LONDRES – Desde que a Tate Britain reabriu no mês passado, após uma paralisação pandêmica de cinco meses, o museu está fervilhando de atividades. Visitantes usando máscaras voltaram a percorrer suas galerias, corredores e átrios, apreciando a vasta coleção de arte britânica, de retratos do século 16 a instalações contemporâneas.

No entanto, uma sala permanece fora dos limites e não devido às restrições do coronavírus. As portas do restaurante no subsolo do museu estão fechadas e uma placa do lado de fora diz que “permanecerá fechado até novo aviso”.

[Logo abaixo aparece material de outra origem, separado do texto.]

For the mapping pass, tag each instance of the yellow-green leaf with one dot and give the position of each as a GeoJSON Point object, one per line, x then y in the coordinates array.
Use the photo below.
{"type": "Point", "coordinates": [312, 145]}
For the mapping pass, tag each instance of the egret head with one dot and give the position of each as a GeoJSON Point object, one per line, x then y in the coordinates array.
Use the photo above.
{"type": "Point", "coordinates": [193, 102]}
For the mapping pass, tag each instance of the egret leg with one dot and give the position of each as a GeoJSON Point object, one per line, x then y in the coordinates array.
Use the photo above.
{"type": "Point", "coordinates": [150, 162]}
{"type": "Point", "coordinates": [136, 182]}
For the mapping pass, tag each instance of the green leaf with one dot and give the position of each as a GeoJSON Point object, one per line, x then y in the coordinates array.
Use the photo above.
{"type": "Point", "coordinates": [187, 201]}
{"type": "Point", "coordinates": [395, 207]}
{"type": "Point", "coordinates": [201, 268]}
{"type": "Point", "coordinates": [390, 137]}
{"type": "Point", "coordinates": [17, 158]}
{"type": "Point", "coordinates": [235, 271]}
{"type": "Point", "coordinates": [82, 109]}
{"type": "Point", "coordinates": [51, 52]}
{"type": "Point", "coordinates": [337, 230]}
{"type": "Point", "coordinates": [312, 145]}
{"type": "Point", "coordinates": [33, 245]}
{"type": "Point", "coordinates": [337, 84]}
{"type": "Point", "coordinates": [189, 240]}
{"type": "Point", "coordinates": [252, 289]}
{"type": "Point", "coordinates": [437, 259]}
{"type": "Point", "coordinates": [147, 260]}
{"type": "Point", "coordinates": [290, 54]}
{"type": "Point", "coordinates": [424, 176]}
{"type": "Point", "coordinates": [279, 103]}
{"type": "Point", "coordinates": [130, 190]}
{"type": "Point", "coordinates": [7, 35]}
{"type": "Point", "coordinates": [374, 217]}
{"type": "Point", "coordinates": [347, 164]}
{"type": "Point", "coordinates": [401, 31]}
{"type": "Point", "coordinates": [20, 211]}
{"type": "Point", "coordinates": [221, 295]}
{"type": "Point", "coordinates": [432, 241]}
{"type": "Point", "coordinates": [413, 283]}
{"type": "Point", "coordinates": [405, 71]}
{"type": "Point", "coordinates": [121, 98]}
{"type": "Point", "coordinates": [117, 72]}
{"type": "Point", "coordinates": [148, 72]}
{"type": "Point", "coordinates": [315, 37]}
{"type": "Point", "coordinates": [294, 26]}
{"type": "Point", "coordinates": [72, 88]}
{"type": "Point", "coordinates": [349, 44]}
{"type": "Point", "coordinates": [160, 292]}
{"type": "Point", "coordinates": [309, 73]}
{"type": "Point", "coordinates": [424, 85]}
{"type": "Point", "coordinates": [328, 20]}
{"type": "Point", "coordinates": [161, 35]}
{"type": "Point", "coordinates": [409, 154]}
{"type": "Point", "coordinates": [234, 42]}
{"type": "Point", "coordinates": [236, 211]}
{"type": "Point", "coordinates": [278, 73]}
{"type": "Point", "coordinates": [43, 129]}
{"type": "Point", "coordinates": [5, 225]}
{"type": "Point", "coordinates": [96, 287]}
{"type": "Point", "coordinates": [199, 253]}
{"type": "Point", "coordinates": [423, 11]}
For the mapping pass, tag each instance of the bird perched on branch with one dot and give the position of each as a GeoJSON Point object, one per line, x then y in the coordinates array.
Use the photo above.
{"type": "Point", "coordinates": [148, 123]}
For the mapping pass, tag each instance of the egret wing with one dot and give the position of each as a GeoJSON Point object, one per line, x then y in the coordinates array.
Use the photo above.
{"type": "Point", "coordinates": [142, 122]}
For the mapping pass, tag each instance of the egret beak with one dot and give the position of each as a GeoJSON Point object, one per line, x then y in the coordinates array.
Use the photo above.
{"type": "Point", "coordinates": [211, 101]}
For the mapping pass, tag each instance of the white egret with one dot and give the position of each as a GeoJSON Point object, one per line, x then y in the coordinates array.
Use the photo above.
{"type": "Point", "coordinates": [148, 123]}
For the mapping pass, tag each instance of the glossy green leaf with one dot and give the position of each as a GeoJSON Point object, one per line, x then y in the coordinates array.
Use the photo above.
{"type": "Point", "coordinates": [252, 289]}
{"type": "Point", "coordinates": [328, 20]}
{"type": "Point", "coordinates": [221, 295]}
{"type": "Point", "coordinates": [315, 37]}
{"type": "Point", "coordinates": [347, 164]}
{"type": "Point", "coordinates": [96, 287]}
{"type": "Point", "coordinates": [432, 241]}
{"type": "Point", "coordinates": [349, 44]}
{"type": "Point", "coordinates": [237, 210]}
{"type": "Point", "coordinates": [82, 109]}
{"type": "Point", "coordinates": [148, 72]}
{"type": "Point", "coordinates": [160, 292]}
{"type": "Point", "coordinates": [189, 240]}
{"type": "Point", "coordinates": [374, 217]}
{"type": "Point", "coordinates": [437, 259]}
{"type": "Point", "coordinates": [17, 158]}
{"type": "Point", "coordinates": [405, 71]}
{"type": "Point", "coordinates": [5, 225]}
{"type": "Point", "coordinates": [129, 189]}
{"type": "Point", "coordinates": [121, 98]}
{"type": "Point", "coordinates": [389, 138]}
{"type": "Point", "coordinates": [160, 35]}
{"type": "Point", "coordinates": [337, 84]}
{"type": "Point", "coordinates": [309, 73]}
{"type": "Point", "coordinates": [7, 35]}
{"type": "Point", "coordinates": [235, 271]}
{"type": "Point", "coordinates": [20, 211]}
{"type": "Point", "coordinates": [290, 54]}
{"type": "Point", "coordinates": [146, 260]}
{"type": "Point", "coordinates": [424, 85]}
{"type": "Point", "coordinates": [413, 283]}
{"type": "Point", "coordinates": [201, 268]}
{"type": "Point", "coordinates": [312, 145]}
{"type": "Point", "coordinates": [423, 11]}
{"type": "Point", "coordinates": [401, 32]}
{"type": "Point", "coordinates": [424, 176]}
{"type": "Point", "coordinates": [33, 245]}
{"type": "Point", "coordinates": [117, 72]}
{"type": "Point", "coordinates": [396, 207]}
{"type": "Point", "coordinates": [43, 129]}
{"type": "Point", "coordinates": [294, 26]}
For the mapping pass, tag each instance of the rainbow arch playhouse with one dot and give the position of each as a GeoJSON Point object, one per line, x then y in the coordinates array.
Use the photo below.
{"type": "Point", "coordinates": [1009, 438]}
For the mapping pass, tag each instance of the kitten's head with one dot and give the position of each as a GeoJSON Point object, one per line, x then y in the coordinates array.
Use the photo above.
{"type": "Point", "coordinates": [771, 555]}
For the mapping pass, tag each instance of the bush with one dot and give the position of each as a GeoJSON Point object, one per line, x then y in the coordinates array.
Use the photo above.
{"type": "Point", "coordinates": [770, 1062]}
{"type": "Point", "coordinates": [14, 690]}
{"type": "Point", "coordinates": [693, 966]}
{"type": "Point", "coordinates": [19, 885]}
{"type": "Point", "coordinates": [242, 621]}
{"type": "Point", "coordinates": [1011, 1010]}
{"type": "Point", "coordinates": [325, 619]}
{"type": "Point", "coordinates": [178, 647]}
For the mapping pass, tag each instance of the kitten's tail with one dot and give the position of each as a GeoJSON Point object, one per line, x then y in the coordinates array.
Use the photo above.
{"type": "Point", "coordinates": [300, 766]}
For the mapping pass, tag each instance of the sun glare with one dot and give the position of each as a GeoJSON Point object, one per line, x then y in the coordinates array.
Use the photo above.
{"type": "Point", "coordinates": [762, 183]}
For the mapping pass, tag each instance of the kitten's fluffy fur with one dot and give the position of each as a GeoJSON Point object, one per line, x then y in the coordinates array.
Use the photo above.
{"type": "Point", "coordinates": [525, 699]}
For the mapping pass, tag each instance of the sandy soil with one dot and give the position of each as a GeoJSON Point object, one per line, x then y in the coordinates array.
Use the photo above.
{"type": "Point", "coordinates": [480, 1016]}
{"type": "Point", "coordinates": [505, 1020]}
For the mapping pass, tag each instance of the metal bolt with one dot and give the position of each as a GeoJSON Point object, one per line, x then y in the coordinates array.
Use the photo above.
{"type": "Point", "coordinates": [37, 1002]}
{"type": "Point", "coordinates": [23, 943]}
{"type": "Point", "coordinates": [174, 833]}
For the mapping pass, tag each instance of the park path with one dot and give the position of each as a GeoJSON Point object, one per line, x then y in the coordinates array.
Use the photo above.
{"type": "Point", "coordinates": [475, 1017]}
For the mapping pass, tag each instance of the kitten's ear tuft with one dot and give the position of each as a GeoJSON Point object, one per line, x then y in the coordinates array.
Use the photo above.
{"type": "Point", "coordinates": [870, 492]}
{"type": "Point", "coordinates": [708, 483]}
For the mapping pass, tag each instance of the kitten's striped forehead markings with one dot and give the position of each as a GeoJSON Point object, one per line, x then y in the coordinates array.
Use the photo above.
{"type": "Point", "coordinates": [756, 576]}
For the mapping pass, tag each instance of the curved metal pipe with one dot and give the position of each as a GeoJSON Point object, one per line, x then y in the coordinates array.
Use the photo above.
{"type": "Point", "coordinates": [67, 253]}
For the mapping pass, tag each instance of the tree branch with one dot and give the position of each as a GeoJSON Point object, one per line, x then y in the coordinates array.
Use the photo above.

As paredes do restaurante são decoradas com um mural de 55 pés de comprimento chamado “The Rare Meat Expedition”, pintado pelo artista britânico Rex Whistler. Encomendado na década de 1920 para atrair clientes, o épico retrata um grupo de caça cavalgando por uma paisagem de montanhas altas, jardins ornamentais, castelos e pagodes chineses em busca de unicórnios, leopardos e outras pedreiras exóticas. “Senhor. O afresco divertido de Whistler tornará os scones da Tate Gallery e os scones de Londres ainda mais assimiláveis”, disse Lord D’Abernon, presidente do conselho de curadores da Tate, em um discurso na inauguração do mural em 1927.

Na época, D’Abernon não mencionou duas pequenas seções da obra, cada uma com alguns centímetros de largura, mas agora elas pesam muito sobre os curadores da Tate. Um mostra uma mulher branca elegantemente vestida arrastando uma criança negra que se debatia por uma corda; em outra, o menino corre para ficar atrás de uma carroça puxada por cavalos, amarrada por um colar em volta do pescoço.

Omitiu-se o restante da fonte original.